The following screen illustrates a directory containing a number of different types of files.
This screen gives you full information on each file. The first four columns provide the basic information on file name, size, File Type and when the file was last Modified. With regard to the Modified column, it is important that your clock and calendar settings are correct. If not, the information in this column will be useless.
Permissions The permissions column provides information on access rights to the files and directories. Access rights refer to the permissions users have to perform various actions on files and directories.
Each file has an owner and a group associated with it. A group is a set of users collected together under a single group name. The permissions consists of three sets of three characters. The first three refer to the access rights of the owner, the second three of the group and the third set to all other users.
rwx means read, write and execute rights.
r-x means read and execute rights only, not write rights.
r-- means read only rights, not write or execute rights.
--x means execute rights only, not read or write rights.
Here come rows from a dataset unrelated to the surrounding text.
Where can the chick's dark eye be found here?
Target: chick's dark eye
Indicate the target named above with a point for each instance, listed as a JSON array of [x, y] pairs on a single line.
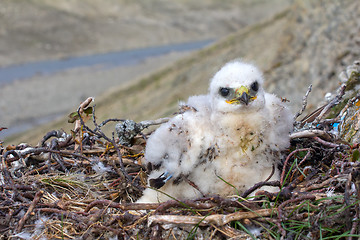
[[254, 86], [224, 92]]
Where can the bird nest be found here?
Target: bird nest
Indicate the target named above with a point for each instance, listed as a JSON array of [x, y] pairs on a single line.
[[84, 185]]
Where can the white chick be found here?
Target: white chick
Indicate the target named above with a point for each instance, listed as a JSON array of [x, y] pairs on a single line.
[[231, 137]]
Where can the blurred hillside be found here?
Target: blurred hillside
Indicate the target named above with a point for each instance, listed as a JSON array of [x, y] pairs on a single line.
[[33, 30], [310, 42]]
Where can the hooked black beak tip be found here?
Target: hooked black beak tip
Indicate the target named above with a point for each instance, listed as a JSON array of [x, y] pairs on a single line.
[[244, 98]]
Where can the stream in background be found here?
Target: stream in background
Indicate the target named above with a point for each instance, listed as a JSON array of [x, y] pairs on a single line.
[[106, 61]]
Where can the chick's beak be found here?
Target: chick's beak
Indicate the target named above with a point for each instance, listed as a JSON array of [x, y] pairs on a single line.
[[244, 98], [241, 96]]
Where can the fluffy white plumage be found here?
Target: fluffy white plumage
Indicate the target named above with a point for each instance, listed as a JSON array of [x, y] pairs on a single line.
[[234, 133]]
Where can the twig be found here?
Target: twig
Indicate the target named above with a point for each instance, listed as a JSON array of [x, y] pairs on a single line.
[[332, 103], [304, 104], [326, 143], [123, 206], [22, 221], [286, 161], [259, 185], [99, 133], [216, 219], [311, 133]]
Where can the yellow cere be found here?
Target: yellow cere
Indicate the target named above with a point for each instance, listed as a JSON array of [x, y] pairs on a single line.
[[241, 90], [238, 93]]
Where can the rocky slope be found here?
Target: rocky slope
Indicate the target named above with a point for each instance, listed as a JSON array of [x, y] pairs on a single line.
[[33, 30], [308, 43]]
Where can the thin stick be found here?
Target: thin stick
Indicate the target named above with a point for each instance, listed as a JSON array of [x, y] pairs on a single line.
[[216, 219], [36, 199], [304, 103], [286, 161]]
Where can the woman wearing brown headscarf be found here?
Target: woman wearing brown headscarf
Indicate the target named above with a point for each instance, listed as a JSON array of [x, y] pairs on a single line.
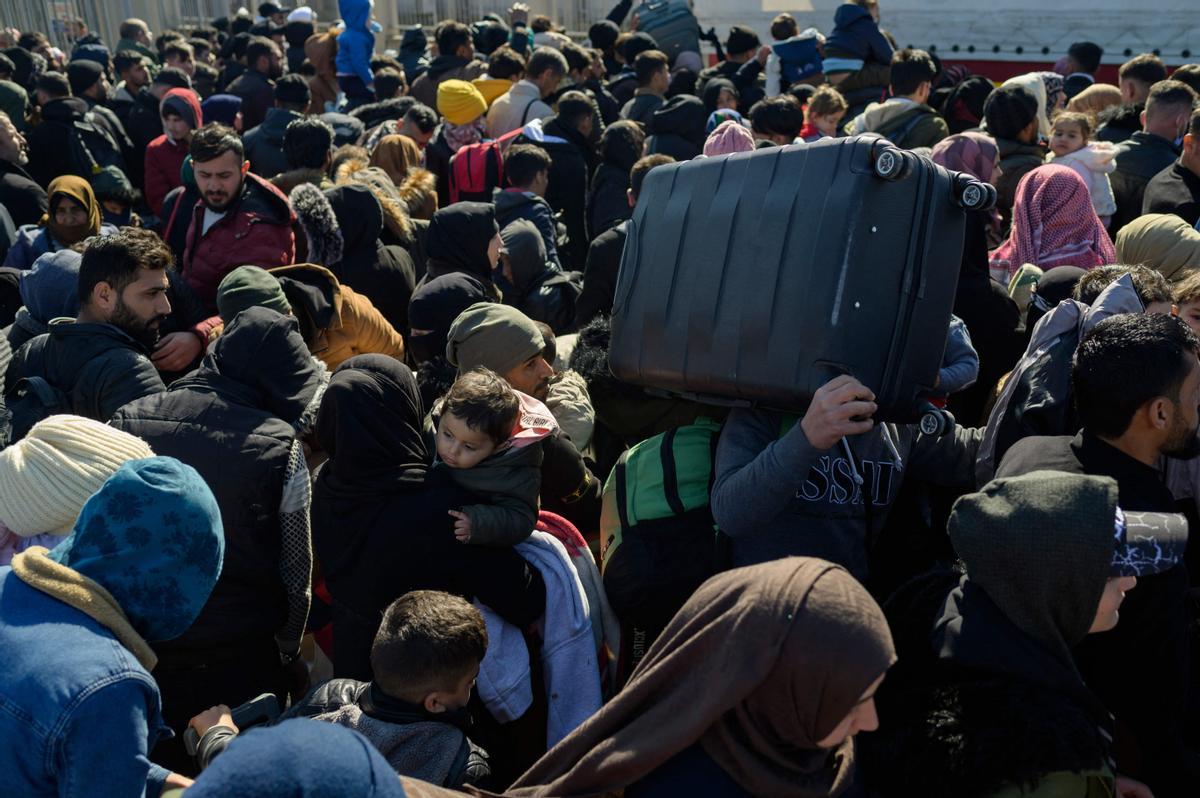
[[73, 215], [1095, 99], [756, 688], [401, 159]]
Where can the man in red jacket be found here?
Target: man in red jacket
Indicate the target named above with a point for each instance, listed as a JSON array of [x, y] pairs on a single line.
[[181, 115], [240, 220]]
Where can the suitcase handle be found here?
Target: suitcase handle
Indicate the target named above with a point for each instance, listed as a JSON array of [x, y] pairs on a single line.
[[628, 255]]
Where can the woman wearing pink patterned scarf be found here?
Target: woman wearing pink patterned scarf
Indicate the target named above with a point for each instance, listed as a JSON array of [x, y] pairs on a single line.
[[1054, 225]]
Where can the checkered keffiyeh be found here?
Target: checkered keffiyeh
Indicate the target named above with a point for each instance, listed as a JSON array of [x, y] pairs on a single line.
[[1054, 225]]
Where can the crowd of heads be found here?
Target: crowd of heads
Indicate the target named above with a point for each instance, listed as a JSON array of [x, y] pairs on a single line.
[[307, 393]]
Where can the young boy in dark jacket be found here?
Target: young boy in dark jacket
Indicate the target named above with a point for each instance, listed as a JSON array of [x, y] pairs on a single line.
[[490, 436], [527, 171], [425, 658], [857, 54]]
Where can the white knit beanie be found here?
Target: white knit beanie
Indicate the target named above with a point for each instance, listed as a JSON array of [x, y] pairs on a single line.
[[48, 475]]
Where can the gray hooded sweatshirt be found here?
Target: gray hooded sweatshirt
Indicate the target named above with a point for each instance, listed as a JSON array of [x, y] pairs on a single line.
[[778, 496]]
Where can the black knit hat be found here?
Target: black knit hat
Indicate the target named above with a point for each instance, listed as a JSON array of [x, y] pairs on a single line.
[[83, 76], [1008, 111], [604, 34], [173, 77], [741, 40], [1086, 54], [292, 89]]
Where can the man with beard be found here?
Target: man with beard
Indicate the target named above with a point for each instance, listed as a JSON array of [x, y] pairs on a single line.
[[510, 343], [256, 85], [1137, 385], [23, 198], [241, 220], [99, 361]]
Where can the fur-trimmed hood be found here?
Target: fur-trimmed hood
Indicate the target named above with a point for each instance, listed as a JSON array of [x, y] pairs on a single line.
[[419, 192], [316, 216], [395, 214], [288, 180], [947, 731]]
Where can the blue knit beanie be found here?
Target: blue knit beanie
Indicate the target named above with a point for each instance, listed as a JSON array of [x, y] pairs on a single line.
[[151, 537]]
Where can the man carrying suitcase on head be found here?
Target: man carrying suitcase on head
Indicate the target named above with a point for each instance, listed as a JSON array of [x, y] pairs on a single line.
[[822, 485]]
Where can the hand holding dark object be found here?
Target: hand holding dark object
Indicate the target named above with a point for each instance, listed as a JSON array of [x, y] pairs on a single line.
[[219, 715], [177, 352], [841, 407], [297, 672], [1129, 787]]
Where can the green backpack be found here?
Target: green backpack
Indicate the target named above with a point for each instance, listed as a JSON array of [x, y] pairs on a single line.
[[658, 539]]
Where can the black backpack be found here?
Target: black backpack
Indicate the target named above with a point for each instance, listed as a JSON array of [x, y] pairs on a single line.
[[31, 400], [90, 149]]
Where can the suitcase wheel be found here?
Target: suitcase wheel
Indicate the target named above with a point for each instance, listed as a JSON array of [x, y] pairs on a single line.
[[936, 421], [975, 195], [892, 163]]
--- means no rights at all.
If a file has permissions given by rwxr-xr-- this means that the owner has rwx (read, write and execute) rights, the group has r-x (read and execute only) rights and all other users have r-- (read only) rights. The owner and group associated with a file or directory are specified in the next two columns. Owners, groups and permissions can be changed by users who have the necessary access rights to the files or directories. Link: Linux allows you to create a symbolic link to a file in another directory. The link allows a file to be treated as if it is located in a directory while residing elsewhere. The link column sets out the details of symbolic links when appropriate.